Overall, speakers at the hearing suggested, there are two basic flaws in the new rules: They assume that massage parlors are fronts for prostitution – and they assume that consensual prostitution is a bad thing.

At the hearing, a representative of St. James Infirmary, a health clinic run by and for sex workers, said that the law would prevent former sex workers from getting jobs. “We believe that massage practitioners will be hurt, but it will not affect human trafficking,” she said. “It will just drive the trade deeper underground.”

Rachel West, of the US Prostitutes Collective, said that the city has been cracking down on massage parlors for years, “and it hasn’t gone away.”

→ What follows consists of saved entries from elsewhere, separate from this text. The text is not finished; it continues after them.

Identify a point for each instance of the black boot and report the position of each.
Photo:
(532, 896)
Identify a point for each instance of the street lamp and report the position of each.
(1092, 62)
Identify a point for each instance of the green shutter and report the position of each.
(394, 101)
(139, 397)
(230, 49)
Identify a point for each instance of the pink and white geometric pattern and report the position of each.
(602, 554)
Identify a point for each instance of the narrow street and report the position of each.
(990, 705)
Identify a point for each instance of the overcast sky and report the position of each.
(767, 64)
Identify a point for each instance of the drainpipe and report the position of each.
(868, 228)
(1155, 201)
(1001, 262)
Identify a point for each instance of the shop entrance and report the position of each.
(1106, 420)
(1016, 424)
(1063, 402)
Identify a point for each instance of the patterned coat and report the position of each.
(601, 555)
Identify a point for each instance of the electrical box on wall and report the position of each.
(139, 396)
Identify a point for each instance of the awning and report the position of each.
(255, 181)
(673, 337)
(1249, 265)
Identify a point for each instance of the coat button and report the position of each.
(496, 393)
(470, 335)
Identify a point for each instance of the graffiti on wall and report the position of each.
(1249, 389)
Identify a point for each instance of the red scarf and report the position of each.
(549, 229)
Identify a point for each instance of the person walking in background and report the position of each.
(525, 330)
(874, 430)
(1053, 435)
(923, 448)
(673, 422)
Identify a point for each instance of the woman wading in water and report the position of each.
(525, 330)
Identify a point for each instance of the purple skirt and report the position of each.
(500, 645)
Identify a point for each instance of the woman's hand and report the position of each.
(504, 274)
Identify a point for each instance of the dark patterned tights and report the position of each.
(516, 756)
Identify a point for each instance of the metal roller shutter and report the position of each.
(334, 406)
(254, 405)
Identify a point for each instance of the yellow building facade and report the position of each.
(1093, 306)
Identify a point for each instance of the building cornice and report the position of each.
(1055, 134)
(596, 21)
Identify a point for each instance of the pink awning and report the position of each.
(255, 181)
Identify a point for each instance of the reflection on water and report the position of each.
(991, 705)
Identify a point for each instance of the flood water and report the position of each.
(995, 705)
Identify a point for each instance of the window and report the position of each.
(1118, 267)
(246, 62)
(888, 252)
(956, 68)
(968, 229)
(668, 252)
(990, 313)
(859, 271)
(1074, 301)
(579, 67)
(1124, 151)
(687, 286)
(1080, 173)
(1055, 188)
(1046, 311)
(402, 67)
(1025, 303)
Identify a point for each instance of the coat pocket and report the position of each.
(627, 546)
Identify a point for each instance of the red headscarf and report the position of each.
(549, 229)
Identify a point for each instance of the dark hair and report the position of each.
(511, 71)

West said she was “concerned about the dire impacts on women, who may be mothers working to support their families.”

She said many sex workers are immigrants, “and why are the supervisors further attacking these immigrants? Will this force deportations?”

The therapeutic massage community has problems with the bill, too. Candace Combs, who runs In-Symmetry Spa, said the regulations have rendered her business worthless. “With the land-use issues alone, I can’t ever sell it,” she said.

What’s happening with this legislation is that land-use is being used as a tool to block sex work — and it’s spilling over to make it difficult to open a legal theraputic massage business.

Combs told me that there are about 3,000 massage therapists advertising on Yelp – and about 200 registered with the city. The Health Department has exactly two inspectors.

“We are all against trafficking,” she said. “If the city wants to do something about that, they have to hire more people instead of making it harder for existing small businesses.”

Cultural sensitivity in the Police Department wouldn’t hurt, either.

At any rate, the committee approved the measure 3-0, and it now goes to the full board.

The committee also decided once again to delay action on the Central Soma Plan for a while Sup. Jane Kim works on “tweaks” to the legislation, including community demands for more affordable housing.

But a series of speakers still came forward to oppose the overall rezoning, raising serious questions about whether Kim will be able to come up with anything that won’t face strong neighborhood opposition.